Cody Harter owns Harter Strength and Conditioning, a small fitness and personal training business run out of his gym in Plano.
On Friday, Harter was issued a warning by a Plano official claiming his outdoor exercise session was violating the city’s ordinance that forced gyms and other so-called “non-essential” businesses to close.
“I did two workouts this morning, and nobody showed up,” Harter told Texas Scorecard Monday.
He said the gym is actually following the ordinance as they see it, but the city code enforcer told him simply gathering in the parking lot is considered being “open” and a violation punishable by fines of at least $200 a day.

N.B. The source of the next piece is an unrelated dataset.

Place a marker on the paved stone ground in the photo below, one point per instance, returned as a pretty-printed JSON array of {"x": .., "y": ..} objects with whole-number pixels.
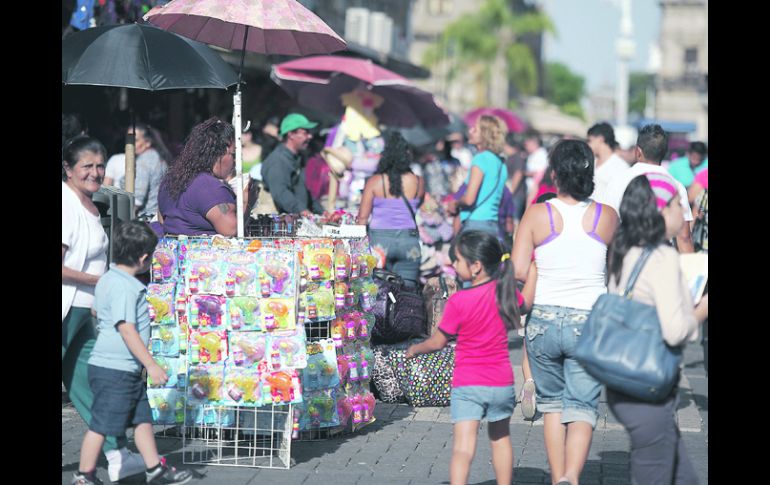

“What is a gym?” he asked. “My interpretation of the ordinance is that I myself am not a gym. My building is a gym, and it is, in fact, closed.”
“Part of the thing that was stupid is there is a desire to maintain our health,” he said. “But there needs to be some consistency. It is definitely overreach when you issue a vague rule and leave it to interpretation.”
Harter told Texas Scorecard he’s been holding the outside workouts for six weeks with no issues, and nobody has gotten sick.
He and his clients were surprised and annoyed by the city’s harassment because they are making an effort to do the right thing.
“We’re all trying to do what we are supposed to be doing to be safe,” he said. “The whole point is to prevent people from crowding together.”
Harter said he’s changed how he does business to comply with recommendations for preventing the spread of COVID-19.
In addition to moving outside and being strict about keeping people distanced, he has clients keep their hands and equipment clean (he said he was lucky to be able to stock up on cleaning supplies and hand sanitizer). He’s also rearranging equipment to accommodate smaller classes when the gym reopens and is offering some classes via Zoom.
Harter, a former Marine, started his business in 2014 and now has four employees.
He’s also a former lawyer and said he had an hour-long discussion with the city about the definition of a gym.
“This is an example of what happens when there are policies in place that give people too much power to overreach,” he said.
He doesn’t know why the enforcer stopped to hassle him that particular day.
Harter said a city official told him they were unaware of any complaints. He said he also had a productive conversation about the incident with Plano City Council Member Shelby Williams.
The warning was issued by the property standards division of Plano’s Neighborhood Services Department, which, according to the city’s website, is focusing on public health and safety violations during the current emergency declaration.
That declaration is set to expire today.
Tonight, Plano City Council will consider extending an amended version of the disaster declaration through June 8.
Harter doesn’t know what that will mean for his gym and other small businesses deemed “non-essential.” Williams told Texas Scorecard the proposed new ordinance doesn’t mention gyms, meaning they will be governed by new state restrictions announced today by Gov. Greg Abbott.
Abbott’s plan allows individuals to “engage in outdoor sports” starting May 1, provided the sports don’t include contact with other participants and no more than four people play at a time, but sets May 18 as a “target date” for when gyms might be allowed to reopen.
Harter said the coronavirus closures have definitely hurt his business. Though he has a solid foundation and has been able to pay rent so far, the gym has lost members, and his plans to open a second location are now on hold.
“I feel fortunate because we’re probably in a better position than other places,” he said. “What’s scariest is how long it’s going to take for people to come out and try something new.”
Like many Texans, he’s hoping the government will move out of the way and allow him and his customers to move forward and work together safely.
“Our democracy is fragile,” Harter said. “It’s up to every one of us to maintain it.”